Background: Drug development requires a lot of money and time, and the outcome of the challenge is unknown. So, there is an urgent need for researchers to find a new approach that can reduce costs. Therefore, the identification of drug-target interactions (DTIs) has been a critical step in the early stages of drug discovery. These computational methods aim to narrow the search space for novel DTIs and to elucidate the functional background of drugs. Most of the methods developed so far use binary classification to predict the presence or absence of interactions between the drug and the target. However, it is more informative but also more challenging to predict the strength of the binding between a drug and its target. If the strength is not strong enough, such a DTI may not be useful. Hence, the development of methods to predict drug-target affinity (DTA) is of significant importance
Method: We have improved the GraphDTA model from a dual-channel model to a triple-channel model. We interpreted the target/protein sequences as time series and extracted their features using the LSTM network. For the drug, we considered both the molecular structure and the local chemical background, retaining the four variant networks used in GraphDTA to extract the topological features of the drug and capturing the local chemical background of the atoms in the drug by using BiGRU. Thus, we obtained the latent features of the target and two latent features of the drug. The connection of these three feature vectors is then inputted into a 2 layer FC network, and a valuable binding affinity is the output.
Result: We used the Davis and Kiba datasets, using 80% of the data for training and 20% of the data for validation. Our model showed better performance when compared with the experimental results of GraphDTA
Conclusion: In this paper, we altered the GraphDTA model to predict drug-target affinity.

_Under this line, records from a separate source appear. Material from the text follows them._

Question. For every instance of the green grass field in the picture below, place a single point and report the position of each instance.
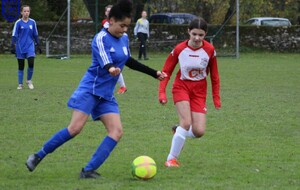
(251, 143)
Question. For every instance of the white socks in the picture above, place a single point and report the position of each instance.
(121, 81)
(179, 140)
(190, 133)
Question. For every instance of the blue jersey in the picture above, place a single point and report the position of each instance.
(105, 49)
(24, 34)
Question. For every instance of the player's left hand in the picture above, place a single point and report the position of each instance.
(39, 50)
(161, 75)
(114, 71)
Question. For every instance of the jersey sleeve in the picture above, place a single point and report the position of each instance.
(168, 68)
(100, 50)
(215, 81)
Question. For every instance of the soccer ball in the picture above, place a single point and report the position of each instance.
(143, 167)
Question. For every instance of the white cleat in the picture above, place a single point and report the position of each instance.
(30, 85)
(20, 87)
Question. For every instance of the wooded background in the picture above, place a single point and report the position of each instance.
(214, 11)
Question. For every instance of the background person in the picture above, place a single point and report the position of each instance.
(196, 58)
(141, 31)
(24, 38)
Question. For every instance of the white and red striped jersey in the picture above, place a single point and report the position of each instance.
(195, 65)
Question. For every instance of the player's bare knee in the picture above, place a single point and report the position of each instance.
(186, 125)
(74, 130)
(116, 133)
(199, 133)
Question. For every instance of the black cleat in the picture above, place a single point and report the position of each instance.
(89, 174)
(32, 161)
(174, 129)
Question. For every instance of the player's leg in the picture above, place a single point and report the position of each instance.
(30, 72)
(184, 113)
(77, 123)
(145, 46)
(21, 65)
(198, 125)
(82, 103)
(121, 82)
(108, 113)
(140, 37)
(199, 110)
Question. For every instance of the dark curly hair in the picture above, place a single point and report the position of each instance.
(121, 10)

It represents the drug as a graph and extracts the two-dimensional drug information using a graph convolutional neural network. Simultaneously, the drug and protein targets are represented as a word vector, and the convolutional neural network is used to extract the time-series information of the drug and the target. We demonstrate that our improved method has better performance than the original method. In particular, our model has better performance in the evaluation of benchmark databases.
Keywords: Drug repurposing, drug-target affinity, SMILES, BiGRU, LSTM, proteins.